Since July 2020, this is no longer the case:

  • the parent POM was causing issues with the maven-release-plugin: the parent POM has hg (mercurial) configured as SCM; this caused the mvn-scm-plugin to select the hg provider instead of git, making it impossible to execute git commit or git tag automatically during the release. We ended up not using the maven-release-plugin, so this may not be an issue.

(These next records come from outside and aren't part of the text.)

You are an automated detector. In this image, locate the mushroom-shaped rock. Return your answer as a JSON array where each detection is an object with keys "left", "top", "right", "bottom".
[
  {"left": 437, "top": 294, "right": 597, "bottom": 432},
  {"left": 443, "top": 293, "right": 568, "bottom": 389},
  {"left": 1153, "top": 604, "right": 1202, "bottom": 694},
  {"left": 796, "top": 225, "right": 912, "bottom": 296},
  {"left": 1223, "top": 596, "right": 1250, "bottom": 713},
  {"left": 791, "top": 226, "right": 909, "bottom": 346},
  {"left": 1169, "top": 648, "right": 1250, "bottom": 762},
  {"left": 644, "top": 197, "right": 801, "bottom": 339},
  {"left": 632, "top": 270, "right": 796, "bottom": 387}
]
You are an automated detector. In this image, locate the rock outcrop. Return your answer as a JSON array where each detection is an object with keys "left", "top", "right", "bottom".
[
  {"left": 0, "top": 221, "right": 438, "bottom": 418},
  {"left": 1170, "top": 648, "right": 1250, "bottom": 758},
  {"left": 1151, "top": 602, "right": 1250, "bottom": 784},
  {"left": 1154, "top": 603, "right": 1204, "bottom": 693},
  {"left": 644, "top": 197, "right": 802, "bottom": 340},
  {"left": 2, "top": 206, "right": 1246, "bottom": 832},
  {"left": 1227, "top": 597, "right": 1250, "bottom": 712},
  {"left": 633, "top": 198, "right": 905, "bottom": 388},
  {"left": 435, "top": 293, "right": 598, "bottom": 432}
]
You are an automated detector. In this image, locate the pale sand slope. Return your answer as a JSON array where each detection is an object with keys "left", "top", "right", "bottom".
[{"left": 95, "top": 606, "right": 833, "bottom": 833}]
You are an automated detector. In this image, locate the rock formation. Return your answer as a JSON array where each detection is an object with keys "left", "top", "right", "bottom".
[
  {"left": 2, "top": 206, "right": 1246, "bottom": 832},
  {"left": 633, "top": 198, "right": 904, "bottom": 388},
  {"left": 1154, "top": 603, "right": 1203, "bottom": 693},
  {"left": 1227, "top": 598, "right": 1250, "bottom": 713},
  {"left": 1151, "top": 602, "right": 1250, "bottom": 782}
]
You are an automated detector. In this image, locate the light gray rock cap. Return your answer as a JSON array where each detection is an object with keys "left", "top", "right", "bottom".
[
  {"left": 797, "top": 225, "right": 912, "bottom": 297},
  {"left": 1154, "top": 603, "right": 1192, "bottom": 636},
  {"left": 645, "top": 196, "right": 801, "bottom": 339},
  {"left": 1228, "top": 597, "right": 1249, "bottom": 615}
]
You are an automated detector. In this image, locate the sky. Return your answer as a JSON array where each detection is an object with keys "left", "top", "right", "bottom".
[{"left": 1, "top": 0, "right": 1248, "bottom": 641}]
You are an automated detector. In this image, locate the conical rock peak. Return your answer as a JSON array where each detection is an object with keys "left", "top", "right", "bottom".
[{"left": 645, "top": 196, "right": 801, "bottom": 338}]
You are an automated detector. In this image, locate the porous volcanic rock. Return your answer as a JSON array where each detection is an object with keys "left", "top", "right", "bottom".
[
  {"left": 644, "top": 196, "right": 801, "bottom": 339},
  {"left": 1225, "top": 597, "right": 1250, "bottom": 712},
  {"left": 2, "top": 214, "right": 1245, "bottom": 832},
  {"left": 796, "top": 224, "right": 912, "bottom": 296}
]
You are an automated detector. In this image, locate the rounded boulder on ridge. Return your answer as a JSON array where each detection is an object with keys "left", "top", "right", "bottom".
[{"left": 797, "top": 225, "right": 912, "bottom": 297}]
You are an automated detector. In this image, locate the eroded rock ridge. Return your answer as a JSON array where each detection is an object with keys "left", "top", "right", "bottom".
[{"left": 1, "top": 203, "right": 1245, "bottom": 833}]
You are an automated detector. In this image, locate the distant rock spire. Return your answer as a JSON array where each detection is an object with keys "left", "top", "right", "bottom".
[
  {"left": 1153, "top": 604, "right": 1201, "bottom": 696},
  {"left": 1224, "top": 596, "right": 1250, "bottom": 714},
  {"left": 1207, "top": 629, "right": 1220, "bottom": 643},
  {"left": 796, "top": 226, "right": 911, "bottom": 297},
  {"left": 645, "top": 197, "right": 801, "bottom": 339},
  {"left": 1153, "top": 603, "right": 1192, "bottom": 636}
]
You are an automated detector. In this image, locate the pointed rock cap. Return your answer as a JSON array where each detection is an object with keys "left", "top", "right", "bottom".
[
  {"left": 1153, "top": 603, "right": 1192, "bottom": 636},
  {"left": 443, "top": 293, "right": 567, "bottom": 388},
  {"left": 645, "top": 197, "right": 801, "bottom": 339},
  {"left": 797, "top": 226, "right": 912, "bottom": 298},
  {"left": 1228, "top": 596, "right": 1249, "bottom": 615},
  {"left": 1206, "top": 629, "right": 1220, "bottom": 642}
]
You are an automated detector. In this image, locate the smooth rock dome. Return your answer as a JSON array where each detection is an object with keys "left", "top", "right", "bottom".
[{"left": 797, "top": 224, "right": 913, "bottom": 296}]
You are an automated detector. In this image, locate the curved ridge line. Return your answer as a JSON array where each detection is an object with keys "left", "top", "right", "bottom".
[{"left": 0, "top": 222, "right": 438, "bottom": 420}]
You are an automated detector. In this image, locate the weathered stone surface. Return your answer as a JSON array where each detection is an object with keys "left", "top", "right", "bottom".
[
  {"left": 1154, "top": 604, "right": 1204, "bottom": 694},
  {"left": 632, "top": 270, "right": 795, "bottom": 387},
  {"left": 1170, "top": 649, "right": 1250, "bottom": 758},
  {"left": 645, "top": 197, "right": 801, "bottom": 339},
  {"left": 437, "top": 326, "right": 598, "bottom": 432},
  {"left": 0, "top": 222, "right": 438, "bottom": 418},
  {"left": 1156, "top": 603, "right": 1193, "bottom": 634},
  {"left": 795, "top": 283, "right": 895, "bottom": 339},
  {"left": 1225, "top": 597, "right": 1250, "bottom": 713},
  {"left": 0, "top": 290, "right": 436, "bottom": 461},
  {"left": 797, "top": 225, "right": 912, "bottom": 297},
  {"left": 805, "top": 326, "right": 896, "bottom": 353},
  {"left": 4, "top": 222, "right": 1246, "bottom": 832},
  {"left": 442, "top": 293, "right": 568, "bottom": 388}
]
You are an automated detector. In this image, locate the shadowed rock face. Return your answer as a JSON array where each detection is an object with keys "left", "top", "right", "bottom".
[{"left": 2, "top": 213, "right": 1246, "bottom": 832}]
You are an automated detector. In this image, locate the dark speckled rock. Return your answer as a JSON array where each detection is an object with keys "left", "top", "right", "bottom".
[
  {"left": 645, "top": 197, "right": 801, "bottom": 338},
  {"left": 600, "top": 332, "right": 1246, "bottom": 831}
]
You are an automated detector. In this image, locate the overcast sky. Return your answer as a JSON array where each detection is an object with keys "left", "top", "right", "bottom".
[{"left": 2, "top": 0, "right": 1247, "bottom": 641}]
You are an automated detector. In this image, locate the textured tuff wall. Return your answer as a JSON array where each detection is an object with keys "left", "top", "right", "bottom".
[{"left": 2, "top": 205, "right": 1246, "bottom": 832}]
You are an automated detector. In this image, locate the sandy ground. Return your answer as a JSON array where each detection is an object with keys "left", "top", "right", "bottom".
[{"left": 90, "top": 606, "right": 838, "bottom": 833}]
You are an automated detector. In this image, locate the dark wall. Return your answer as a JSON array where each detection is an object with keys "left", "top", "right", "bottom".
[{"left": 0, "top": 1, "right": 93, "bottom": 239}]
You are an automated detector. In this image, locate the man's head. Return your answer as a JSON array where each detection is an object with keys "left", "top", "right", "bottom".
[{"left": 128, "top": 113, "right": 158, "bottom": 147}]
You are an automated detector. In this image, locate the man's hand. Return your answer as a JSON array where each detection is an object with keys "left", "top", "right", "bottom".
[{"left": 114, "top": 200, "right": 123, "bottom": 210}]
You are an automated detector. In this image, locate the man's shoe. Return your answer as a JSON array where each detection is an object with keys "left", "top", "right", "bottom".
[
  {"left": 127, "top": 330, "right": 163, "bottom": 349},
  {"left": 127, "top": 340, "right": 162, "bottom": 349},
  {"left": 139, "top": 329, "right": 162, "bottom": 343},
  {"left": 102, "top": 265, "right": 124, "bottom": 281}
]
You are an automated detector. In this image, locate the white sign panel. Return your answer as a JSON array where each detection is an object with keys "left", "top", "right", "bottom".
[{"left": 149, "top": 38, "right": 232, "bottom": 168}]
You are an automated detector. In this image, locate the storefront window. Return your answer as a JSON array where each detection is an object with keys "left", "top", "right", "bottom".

  • the parent POM was causing issues with the maven-deploy-plugin, preventing us to publish packages to GitHub Packages. We consistently got this error: "Failed to execute goal com.github.github:site-maven-plugin:0.12:site (default) on project ami3: No authentication credentials configured". This error disappeared and we successfully published to GitHub Packages after removing the parent POM and also removing this section from pom.xml:
    <repositories>
        <repository>
            <id>cm-pom</id>
            <url>https://raw.github.com/ContentMine/cm-pom/mvn-repo/</url>
            <snapshots>
                <enabled>true</enabled>
                <updatePolicy>always</updatePolicy>
            </snapshots>
        </repository>
    </repositories>

The authentication problem may have been caused by the <repositories> section, in which case the parent POM can be restored.